I grew up when Brandy, Monica and Aaliyah were “it” girls, who first enabled my habit of expressing myself to crushes in “four-page letters” (like when I told Andre he was “one in a million” in 6th grade: “Baby, you don’t know what you do to me; between me and you, I feel a chemistry”). Back when girl power reigned supreme.
It was the greatest era in R&B, and female voices provided the soundtrack to my adolescence—when my hardest decisions were whether to dance to Mary J. Blige’s “Real Love” or SWV’s “I’m So Into You” at the school talent show, or which music video to order on “The Box.”
But these days, the legacies of so many beloved 90s R&B stars are tarnished by lawsuits, bankruptcy, substance abuse, jail stints and tragic deaths. Earlier this week, R&B singer Angie Stone, who made her solo debut in the late ’90s, was arrested for allegedly knocking her 30-year-old daughter’s teeth out with a metal jewelry stand. The incident happened a week after Charmayne Maxwell of ’90s R&B group Brownstone was found bleeding profusely from a cut to her neck (from a broken wine glass?!) and died.

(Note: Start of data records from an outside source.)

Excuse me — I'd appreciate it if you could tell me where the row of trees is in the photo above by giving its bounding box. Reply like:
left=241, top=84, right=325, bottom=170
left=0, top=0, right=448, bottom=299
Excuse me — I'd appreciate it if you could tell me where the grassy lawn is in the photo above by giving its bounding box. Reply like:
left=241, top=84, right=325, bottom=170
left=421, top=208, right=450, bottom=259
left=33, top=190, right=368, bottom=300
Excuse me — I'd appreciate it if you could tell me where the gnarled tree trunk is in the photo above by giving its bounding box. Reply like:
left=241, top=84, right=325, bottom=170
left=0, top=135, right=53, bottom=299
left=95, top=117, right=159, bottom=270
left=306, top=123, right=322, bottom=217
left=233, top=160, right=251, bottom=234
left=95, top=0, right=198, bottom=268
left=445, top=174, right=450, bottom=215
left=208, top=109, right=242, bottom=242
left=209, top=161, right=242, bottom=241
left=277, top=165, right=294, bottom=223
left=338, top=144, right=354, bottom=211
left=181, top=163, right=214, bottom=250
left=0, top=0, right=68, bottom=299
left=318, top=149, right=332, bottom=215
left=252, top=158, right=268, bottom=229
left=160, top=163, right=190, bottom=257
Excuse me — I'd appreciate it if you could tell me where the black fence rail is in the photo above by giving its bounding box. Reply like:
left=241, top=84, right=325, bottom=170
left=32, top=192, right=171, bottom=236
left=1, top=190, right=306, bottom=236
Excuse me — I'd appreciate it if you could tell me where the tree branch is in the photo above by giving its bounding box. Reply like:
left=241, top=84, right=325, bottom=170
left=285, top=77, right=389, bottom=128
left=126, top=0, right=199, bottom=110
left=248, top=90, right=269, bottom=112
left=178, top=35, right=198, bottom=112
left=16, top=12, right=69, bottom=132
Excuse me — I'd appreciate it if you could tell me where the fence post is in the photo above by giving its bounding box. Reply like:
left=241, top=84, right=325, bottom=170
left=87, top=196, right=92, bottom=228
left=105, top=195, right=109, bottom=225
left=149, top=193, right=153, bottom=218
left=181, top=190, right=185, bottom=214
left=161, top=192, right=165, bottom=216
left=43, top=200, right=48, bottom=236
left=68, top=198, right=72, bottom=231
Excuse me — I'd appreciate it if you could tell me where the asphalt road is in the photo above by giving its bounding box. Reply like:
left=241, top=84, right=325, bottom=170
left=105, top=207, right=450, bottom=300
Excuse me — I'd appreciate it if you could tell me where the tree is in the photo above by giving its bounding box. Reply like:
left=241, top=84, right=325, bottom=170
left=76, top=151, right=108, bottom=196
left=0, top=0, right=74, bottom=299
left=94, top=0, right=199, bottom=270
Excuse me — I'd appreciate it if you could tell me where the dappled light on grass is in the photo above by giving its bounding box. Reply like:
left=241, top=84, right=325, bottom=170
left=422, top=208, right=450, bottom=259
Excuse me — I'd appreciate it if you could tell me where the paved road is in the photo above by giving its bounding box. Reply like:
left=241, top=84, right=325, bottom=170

At a time when R&B is on life support and American artists hardly make soulful music anymore (acts from across the pond are filling that void), I’m forced to ask the same question 702 sang in ’99, “Where My Girls At?” Because over the past decade-and-a-half, the state of R&B, as I once knew it, hasn’t been looking too good.
For two days, Angie Stone, a Grammy-nominated singer-songwriter and former D’Angelo collaborator (“Brown Sugar” and the critically acclaimed “Voodoo” albums), topped Facebook and Twitter trends, and made headlines on TMZ, CNN, E!, and USA Today over a domestic spat. Her best PR hit in years? Ever? Because how often do R&B singers make headlines? Toni Braxton Files For Bankruptcy (For the Second Time). Lauryn Hill Goes to Jail for Tax Evasion. Best-Selling Girl Group of All-Time Crowd Funds Final Album. And the most tragic in recent years, Whitney Houston Found Dead In Bathtub.

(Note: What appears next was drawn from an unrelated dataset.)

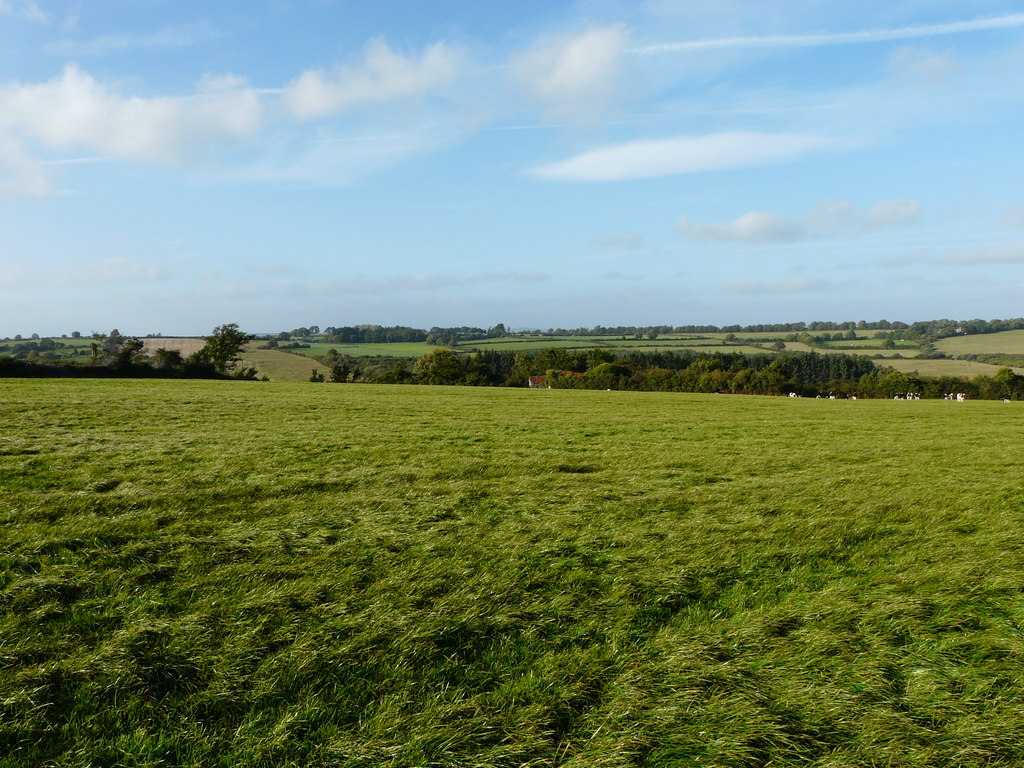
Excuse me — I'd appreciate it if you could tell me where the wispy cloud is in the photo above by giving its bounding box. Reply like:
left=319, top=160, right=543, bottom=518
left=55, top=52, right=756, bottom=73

When I think of the legacy of women in R&B, the late Lisa “Left Eye” Lopes of TLC, echoes from the Last Days of Left Eye documentary: “It was always like, ‘Dang, why everything gotta happen to us?’ ‘Why does it always have to be us?’”
If they’re lucky, they’ll get cast in a reality show, like TV One’s R&B Divas (Angie Stone did). And if they’re really lucky, they’ll be remembered with a Lifetime or VH1 biopic. Talk about a real tragedy.

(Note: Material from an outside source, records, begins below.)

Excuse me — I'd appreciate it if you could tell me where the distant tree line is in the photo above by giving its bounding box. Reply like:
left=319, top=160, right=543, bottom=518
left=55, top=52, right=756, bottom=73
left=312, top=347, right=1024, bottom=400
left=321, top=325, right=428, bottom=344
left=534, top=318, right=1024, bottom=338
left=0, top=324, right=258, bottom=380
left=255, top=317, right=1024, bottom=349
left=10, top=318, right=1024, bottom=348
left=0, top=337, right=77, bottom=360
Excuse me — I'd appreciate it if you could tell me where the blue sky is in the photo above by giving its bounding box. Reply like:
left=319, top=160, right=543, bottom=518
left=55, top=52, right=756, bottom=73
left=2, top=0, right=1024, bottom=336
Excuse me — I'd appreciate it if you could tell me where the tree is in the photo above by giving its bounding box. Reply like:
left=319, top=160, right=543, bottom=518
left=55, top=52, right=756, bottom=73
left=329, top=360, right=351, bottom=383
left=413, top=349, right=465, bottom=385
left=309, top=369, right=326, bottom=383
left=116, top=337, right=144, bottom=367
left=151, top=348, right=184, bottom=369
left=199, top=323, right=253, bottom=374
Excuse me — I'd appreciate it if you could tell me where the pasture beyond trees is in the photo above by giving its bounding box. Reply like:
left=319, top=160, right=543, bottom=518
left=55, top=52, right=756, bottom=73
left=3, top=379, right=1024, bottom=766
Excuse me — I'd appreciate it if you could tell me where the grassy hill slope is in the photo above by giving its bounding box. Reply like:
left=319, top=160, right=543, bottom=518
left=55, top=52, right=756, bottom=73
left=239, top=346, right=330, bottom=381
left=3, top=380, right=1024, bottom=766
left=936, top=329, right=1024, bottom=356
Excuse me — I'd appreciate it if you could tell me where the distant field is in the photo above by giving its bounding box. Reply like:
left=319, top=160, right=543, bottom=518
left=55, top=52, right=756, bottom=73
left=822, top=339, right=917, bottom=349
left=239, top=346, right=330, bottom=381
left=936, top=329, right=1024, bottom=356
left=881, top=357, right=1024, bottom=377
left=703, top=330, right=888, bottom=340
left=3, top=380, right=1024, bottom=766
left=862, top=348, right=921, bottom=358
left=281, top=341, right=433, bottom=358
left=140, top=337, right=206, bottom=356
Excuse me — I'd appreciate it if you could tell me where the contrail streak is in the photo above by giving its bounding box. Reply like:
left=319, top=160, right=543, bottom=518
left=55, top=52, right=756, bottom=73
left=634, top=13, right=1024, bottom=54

The biggest ’90s R&B star to come out on top is Mary J. Blige, but not without years of battling substance abuse, suicidal thoughts, and relationship woes, chronicled in her 13 albums to date. She has sold over 50 million albums and spawned a sub-genre of hip-hop soul, where the likes of Keyshia Cole, K. Michelle, Elle Varner and Jazmine Sullivan dwell. But they may never be as big as their predecessors once were.
With her latest album, “The London Sessions,” Blige decided to switch up her style by tapping hit makers across the pond, like British duo Disclosure and Grammy darling Sam Smith. The Queen of Hip Soul told NPR Music last December that she felt “Stagnant. Stuck. Stale.”. But even in her evolution, she will always remain grounded in her roots.
“I am my roots. There is no, ‘How do you remain connected?’ I am it. You cannot disconnect from something that you are, unless you’re acting like you’re not it anymore.”